Of course, all these changes to make self-driving cars invisible on the roads leads to a natural question: Should self-driving cars be indiscernible from human-piloted vehicles? Drivers and pedestrians may actually want to know if they car they’re reacting to is a robot, at least in these initial years where the public is still learning (and perhaps a little uneasy) about the tech.

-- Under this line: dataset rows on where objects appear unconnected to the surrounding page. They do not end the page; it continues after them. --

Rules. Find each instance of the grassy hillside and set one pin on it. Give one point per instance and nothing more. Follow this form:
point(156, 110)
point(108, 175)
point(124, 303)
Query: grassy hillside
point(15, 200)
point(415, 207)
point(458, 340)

Koito has thought of this, too, and proposes a new kind of light that signifies a car in self-driving mode. Just like a video camera’s red light tells onlookers that it’s on and recording, this lamp would telegraph to everyone on the road the car is in self-driving mode. (Exactly what it would look like would need to be determined, but I vote for the oscillating red eye that was KITT’s hood ornament on Knight Rider.)

Self-driving personality

Of course, it’s all well and good to make self-driving cars look like regular ones, but they need to act like human-driven cars as well. That’s relatively easy on a highway, where the variables and the things you can do to react to them are at a minimum, but on city streets, human personalities and local culture lead to variety of driving styles (just think of how much driving is different in Austin vs. Boston).
Progress is being made on this front, too, and Aptiv gave its driving platform an intentionally “boring” personality for the cars its lending to Lyft. Theoretically, you could program a self-driving car for racing or even aggressive driving (though it’s unclear why you’d want to). In any case, the clear trend is to make autonomous cars drive like regular people do — just without the nasty accidents.
We already know self-driving is real, it works, and it’s coming faster than we ever thought. The next step will be to convince the public they have nothing to fear.